Nature has been bountifully generous to Greece, as the country boasts some breathtaking vistas ranging from its iconic blue seas to rugged mountainous ranges lush with green.
But Lake Plastiras, the artificial jewel of Thessaly is a testament to how humans can add beauty to the already astonishing landscape. Granted, it is surrounded by glorious natural beauty, yet, at the same time, it is a place created by human intervention, one of the rare cases where human activity contributes to the creation of a natural environment of unparalleled beauty.
It was formed in 1959 with the completion of the dam at its southern end, at the headwaters of the river Tavropos, also known as Megdovas. The idea for its construction belonged to Nikolaos Plastiras, who, from the moment he conceived the idea until his death, supported and promoted its construction with zeal. However, he passed away before he could see it.
The 220 m long dam held back the Tavropos waters, which covered the plateau of Nevropolis and created Lake Plastiras (Tavropou). The waters of the lake supply the hydroelectric power station of PPC SA (the leading company in the production and supply of electricity in Greece), irrigate the Thessalian plain and also supply water to the city of Karditsa along with 38 smaller towns and villages within the prefecture and the wider region of Thessaly.

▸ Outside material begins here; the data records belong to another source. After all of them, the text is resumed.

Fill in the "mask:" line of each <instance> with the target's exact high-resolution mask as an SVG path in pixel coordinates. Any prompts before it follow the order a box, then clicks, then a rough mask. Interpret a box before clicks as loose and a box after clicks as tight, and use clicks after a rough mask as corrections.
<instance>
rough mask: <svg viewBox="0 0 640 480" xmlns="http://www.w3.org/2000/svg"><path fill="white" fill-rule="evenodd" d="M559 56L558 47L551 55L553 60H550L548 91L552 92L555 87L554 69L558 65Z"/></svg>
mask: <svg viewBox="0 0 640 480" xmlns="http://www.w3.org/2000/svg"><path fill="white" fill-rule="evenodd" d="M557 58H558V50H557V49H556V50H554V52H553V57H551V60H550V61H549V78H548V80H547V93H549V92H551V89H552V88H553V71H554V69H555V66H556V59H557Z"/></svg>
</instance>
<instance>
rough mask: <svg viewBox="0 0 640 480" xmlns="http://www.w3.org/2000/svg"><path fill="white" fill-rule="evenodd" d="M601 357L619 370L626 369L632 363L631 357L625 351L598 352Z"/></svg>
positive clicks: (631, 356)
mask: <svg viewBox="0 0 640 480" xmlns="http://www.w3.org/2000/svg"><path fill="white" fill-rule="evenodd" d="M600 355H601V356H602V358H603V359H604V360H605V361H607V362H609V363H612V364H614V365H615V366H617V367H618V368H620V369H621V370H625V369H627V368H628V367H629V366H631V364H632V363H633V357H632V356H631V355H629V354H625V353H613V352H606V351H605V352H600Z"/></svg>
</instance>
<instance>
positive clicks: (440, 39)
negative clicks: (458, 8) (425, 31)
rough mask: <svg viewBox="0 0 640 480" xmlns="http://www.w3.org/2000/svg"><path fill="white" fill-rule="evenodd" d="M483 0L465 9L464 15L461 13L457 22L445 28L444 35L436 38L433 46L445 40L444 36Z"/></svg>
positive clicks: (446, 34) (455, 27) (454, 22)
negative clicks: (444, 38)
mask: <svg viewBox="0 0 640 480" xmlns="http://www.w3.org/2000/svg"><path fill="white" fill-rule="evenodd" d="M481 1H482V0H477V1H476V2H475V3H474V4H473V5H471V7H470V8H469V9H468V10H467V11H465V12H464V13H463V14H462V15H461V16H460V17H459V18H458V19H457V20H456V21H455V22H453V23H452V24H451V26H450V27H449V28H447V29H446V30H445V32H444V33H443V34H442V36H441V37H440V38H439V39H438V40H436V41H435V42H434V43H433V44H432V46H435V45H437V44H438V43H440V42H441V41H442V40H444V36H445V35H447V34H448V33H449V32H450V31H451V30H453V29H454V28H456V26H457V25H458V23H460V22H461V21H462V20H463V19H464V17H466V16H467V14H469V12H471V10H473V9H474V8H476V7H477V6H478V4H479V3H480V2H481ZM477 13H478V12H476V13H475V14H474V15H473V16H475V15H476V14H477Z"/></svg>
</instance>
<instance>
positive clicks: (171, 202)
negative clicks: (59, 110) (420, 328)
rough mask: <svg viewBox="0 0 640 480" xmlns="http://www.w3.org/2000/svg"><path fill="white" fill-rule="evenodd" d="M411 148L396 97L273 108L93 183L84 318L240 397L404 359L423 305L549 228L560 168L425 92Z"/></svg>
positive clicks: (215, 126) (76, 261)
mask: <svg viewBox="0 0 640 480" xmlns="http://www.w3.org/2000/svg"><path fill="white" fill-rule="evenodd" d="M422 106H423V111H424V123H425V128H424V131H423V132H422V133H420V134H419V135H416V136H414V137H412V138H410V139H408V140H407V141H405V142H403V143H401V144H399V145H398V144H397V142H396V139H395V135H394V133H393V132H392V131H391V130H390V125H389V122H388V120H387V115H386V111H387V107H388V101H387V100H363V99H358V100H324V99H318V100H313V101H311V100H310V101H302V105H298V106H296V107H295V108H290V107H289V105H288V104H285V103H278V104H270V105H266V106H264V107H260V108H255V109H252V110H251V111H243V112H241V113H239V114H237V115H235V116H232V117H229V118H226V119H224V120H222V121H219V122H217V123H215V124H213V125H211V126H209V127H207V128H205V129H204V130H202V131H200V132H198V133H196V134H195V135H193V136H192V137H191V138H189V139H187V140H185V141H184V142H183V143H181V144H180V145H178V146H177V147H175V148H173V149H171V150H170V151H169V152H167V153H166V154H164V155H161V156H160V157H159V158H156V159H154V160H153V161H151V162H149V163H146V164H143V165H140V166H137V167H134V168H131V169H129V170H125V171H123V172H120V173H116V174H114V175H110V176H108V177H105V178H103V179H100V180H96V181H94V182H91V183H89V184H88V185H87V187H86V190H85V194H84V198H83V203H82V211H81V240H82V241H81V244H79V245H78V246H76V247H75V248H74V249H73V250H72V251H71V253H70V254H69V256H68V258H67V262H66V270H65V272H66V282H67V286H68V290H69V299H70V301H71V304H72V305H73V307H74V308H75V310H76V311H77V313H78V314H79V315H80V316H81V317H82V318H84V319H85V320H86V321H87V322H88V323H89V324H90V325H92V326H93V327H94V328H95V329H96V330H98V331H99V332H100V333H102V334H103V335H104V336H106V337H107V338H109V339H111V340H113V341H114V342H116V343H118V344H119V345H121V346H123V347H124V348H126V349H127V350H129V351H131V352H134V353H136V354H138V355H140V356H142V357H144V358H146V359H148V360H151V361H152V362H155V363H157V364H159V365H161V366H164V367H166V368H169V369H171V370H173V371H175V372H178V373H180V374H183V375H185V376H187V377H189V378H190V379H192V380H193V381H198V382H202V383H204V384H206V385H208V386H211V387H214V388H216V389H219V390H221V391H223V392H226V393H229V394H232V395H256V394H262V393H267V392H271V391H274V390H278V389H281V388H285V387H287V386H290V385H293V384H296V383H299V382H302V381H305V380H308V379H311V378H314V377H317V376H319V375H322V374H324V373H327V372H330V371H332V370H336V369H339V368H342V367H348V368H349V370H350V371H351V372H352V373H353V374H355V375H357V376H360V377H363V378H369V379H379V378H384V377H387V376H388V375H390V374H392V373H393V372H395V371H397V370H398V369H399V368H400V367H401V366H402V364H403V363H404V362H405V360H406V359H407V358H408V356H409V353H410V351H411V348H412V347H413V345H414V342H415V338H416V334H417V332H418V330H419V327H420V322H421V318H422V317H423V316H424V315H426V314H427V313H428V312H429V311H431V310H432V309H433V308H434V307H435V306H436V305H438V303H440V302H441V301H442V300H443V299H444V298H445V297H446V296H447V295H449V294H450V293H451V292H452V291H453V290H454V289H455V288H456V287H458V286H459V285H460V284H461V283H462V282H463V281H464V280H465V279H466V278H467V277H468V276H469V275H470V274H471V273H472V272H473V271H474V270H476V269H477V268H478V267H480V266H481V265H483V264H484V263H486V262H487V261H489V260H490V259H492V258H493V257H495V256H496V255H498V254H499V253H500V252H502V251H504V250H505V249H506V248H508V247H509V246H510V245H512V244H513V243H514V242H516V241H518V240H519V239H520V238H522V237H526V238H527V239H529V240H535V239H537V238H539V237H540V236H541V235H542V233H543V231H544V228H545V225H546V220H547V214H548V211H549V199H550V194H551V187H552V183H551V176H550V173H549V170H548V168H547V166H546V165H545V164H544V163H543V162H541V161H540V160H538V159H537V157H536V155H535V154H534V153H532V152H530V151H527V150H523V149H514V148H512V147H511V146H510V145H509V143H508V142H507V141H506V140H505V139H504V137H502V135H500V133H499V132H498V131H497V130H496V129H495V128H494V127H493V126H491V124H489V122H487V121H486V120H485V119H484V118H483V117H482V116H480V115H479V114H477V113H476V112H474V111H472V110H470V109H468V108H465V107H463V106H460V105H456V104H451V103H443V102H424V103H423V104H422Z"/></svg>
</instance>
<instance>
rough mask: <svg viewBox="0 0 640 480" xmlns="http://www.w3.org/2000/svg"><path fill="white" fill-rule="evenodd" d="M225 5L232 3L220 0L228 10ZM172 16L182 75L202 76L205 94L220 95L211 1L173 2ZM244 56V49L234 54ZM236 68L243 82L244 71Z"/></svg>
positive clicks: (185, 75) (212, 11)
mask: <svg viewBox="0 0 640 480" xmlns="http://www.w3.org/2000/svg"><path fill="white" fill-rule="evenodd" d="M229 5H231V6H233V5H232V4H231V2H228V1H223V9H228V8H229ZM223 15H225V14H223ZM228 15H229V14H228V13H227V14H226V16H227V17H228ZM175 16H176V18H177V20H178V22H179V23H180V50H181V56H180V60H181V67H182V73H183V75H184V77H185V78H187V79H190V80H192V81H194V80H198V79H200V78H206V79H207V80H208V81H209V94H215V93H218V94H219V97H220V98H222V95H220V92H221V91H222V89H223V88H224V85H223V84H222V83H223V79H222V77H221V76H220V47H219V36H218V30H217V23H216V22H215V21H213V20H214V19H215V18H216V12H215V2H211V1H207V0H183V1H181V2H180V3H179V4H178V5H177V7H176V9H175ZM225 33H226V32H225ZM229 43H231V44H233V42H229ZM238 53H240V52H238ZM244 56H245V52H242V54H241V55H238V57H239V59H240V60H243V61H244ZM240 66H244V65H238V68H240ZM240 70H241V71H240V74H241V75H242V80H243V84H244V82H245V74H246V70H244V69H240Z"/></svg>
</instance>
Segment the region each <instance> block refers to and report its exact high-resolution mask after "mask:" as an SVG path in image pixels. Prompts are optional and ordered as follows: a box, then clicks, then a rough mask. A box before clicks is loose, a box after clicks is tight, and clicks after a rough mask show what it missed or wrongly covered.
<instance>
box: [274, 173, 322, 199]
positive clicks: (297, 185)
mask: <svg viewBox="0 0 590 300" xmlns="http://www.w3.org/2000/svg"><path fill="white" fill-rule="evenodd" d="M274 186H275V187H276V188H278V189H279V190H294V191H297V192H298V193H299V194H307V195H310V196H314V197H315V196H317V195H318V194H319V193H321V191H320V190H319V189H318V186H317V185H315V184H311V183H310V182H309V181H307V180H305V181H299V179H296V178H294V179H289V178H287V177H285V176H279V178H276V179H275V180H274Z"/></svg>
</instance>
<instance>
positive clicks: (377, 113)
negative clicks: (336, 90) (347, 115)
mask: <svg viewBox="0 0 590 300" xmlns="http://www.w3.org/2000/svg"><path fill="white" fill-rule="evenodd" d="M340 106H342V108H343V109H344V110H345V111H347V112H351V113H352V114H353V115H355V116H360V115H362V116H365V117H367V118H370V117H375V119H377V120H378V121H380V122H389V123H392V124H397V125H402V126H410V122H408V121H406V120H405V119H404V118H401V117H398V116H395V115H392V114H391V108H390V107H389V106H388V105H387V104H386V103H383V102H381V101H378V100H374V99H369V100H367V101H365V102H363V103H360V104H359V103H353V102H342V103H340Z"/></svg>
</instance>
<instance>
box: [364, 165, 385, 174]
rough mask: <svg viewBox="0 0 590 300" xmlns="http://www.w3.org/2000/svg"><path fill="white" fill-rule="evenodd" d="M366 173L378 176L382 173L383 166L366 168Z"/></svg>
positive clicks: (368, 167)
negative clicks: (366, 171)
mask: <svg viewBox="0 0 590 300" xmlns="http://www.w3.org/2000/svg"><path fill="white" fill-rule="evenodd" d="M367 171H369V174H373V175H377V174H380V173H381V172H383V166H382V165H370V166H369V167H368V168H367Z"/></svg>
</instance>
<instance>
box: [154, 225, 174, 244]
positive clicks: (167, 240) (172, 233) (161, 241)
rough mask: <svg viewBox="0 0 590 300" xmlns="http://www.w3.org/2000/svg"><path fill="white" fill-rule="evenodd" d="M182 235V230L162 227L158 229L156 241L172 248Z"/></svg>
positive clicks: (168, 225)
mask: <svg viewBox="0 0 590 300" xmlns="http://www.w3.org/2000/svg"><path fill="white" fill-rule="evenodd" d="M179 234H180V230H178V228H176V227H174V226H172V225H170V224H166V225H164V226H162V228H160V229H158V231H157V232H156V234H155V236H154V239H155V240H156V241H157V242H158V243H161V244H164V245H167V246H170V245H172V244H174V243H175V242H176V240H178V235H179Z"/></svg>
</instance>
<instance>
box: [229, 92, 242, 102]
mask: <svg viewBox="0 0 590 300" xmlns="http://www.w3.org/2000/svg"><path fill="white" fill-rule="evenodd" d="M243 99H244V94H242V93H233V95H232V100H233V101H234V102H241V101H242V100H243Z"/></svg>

Since the early 1980s, thousands of nature and folk culture lovers have explored the beauty and unique nature of the area. Numerous investments over the last decade have turned the lake area into a sought-after tourist destination and an attraction for thousands of visitors throughout the year. The northwest side of the lake offers by far the best view and is therefore more developed. More specifically, the villages of Neochori and Kalivia Pezoulas are the main tourist destinations of the area. The area is ideal for weekend excursions, but if you decide to stay longer, be sure to visit Meteora, which is about an hour away.